И я поверила. Потому что её голос был крепче цепей. Теплее солнца. Я закрыла глаза. И на секунду... На одну проклятую секунду... Я не была здесь. Я была дома. В безопасности. Её.
А потом её не стало. Я открыла глаза. Было темно. Было больно. И я снова была здесь. Но что-то осталось. Её слова. Её тепло. Где-то глубоко. Там, где они не могли достать.
Я лежала на холодном полу, прижав окровавленные ладони к животу.
Тени на стенах шевелились, как живые, сливаясь в очертания того, чего уже не было. Мамы. Её голос ещё звенел в ушах — шёпот, обрывки нежности, — но её уже не было. А боль — была.
Она пожирала всё: кожу, мышцы, кости. Каждый вдох обжигал рёбра, будто внутри застряли раскалённые иглы. Я пыталась двигаться — тело не слушалось. Оно больше не принадлежало мне. Оно было их — тех, кто ломал, рвал, наполнял грязью.
«Ты выдержишь.»
Я сжала зубы. Нет. Я не хотела выдерживать. Я хотела сдохнуть. Забыться. Перестать чувствовать. Просто блять сдохнуть. И не жить больше. Всё, я устала. Я была изнасилована двумя. Меня пытали. Меня не кормят. Что блять пытаются сделать со мной? Сломать? Я похлопаю им. У них получается. И очень хорошо получается.

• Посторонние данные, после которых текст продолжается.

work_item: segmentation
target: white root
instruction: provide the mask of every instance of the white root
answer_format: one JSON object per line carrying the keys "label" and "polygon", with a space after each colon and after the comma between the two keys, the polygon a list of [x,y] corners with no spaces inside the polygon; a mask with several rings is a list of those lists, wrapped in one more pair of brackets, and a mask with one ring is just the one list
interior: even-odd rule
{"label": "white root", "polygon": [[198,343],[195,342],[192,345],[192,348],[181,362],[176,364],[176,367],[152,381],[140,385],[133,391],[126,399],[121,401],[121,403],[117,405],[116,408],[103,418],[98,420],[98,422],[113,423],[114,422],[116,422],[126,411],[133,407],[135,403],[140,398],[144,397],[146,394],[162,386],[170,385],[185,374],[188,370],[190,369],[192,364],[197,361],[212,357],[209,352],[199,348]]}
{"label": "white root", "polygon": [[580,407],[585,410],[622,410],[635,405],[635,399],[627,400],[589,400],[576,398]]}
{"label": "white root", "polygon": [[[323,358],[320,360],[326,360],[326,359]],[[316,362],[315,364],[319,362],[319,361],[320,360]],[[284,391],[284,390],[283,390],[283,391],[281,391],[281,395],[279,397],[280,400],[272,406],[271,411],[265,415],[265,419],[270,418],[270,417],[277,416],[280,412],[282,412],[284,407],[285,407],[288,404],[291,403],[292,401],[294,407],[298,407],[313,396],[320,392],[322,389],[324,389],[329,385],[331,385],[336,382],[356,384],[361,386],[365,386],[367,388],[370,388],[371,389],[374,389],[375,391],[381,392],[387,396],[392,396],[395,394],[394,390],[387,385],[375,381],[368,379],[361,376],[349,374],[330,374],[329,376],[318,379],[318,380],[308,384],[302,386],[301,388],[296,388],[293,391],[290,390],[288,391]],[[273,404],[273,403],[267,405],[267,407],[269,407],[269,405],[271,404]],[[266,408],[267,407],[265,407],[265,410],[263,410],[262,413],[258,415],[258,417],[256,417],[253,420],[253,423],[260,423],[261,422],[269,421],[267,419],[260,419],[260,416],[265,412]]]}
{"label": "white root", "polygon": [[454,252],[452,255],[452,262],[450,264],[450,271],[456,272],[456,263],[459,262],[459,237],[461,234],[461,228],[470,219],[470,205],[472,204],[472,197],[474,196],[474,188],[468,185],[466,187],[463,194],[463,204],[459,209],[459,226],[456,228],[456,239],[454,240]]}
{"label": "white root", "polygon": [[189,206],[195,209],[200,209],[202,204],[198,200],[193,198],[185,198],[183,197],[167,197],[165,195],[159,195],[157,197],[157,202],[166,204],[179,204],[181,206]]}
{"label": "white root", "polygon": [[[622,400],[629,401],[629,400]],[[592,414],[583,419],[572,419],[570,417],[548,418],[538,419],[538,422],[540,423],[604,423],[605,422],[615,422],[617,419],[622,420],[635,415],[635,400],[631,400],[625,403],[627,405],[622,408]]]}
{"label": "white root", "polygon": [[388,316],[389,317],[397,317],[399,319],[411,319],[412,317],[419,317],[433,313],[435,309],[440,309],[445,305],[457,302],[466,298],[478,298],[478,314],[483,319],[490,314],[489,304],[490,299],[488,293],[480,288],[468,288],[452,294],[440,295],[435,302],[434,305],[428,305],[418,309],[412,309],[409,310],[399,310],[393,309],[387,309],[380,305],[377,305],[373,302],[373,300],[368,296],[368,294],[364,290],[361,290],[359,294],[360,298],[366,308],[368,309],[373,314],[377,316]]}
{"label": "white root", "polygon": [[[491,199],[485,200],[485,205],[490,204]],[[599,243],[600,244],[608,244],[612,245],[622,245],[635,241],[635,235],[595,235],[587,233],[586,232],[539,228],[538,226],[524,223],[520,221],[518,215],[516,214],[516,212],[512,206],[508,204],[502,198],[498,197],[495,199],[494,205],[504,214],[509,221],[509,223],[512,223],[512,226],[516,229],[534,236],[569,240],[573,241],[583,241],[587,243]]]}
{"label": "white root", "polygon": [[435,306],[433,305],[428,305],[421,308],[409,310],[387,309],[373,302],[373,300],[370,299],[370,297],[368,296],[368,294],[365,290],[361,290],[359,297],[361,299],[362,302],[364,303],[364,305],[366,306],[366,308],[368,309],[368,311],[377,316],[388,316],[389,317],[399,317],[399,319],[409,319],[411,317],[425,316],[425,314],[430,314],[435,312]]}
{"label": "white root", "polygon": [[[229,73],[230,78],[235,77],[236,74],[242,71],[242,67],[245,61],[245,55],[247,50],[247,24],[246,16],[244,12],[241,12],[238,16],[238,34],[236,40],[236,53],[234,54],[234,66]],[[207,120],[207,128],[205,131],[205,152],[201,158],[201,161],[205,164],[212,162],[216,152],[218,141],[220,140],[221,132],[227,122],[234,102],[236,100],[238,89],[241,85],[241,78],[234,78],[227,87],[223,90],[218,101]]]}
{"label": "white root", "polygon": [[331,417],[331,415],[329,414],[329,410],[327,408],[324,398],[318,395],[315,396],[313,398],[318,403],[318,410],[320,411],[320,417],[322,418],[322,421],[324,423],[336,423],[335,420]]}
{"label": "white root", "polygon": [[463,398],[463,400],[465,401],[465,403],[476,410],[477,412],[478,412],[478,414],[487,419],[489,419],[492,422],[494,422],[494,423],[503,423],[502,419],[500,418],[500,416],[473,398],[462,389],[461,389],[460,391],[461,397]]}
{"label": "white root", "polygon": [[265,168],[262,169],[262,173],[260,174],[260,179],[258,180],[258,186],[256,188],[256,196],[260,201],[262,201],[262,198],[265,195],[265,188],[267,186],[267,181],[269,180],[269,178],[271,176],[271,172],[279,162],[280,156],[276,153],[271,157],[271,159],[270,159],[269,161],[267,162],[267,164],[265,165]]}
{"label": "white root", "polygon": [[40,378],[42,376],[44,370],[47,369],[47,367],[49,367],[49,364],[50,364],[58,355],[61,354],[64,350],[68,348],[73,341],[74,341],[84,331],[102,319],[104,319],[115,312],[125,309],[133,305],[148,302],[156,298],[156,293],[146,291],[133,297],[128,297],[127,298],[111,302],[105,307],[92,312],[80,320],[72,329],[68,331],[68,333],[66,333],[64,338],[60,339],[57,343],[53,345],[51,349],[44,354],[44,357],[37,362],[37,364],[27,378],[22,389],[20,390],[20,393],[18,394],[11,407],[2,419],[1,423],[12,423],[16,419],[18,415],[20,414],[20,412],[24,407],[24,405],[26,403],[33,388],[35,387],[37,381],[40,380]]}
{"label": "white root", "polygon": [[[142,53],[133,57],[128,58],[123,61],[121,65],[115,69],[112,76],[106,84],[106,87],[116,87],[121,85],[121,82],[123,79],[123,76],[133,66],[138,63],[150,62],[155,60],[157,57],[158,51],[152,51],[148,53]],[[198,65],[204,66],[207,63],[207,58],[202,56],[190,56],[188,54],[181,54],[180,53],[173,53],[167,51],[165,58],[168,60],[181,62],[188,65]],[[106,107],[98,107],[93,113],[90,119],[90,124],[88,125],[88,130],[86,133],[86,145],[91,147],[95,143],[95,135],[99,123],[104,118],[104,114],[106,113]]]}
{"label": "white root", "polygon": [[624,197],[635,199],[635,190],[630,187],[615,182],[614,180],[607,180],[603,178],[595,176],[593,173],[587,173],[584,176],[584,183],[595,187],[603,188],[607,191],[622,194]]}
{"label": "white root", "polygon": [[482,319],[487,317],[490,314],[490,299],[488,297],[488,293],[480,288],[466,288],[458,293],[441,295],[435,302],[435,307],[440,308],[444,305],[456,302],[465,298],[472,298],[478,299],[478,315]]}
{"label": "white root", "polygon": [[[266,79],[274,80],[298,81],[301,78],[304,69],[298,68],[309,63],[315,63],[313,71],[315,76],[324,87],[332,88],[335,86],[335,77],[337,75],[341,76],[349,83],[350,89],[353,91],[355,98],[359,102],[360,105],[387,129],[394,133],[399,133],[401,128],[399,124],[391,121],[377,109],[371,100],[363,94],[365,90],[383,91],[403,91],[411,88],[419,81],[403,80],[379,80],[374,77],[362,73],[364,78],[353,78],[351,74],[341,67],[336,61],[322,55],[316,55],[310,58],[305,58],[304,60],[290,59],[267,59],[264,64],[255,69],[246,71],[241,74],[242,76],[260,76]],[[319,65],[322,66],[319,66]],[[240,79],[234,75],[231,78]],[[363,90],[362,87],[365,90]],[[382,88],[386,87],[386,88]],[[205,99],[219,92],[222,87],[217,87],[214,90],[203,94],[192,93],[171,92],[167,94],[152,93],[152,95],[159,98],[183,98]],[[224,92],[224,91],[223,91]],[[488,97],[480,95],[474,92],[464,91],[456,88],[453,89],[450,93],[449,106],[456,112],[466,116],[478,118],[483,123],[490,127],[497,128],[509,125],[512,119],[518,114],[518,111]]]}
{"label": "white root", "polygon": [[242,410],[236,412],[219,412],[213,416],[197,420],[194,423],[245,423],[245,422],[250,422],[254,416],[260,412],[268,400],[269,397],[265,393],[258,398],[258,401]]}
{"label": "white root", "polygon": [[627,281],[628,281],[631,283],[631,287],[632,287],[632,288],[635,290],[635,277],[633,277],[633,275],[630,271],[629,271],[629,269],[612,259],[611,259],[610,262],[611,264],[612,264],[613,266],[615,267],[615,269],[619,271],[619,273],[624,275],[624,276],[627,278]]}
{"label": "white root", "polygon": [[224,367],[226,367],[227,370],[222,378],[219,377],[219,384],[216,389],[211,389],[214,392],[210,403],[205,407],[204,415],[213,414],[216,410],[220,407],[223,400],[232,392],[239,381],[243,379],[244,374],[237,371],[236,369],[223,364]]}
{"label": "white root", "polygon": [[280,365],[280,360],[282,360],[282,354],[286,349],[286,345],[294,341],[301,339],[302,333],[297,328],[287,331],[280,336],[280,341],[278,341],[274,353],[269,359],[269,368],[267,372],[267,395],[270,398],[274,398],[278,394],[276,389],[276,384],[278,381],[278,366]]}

Я чувствовала себя как дерьмо. Не просто грязная, не просто разбитая – а именно как дерьмо, которое кто-то размазал сапогом по асфальту. Вонючее, липкое, никому не нужное. Даже солнце бы отвернулось от такой мерзости. Моя кожа, пропитанная потом, кровью и чужими выделениями, казалась мне чужой, как гнилая оболочка. Каждый вдох – это запах моей немощи, моей сломленности, моего унижения. Я была хуже, чем ничего. Я была тем, от чего морщатся, тем, что стараются не замечать, тем, что хочется смыть и забыть. И самое пиздецовое? Я уже не могла даже плакать. Потому что дерьмо не плачет. Оно просто воняет и ждёт, когда его сотрут в ничто.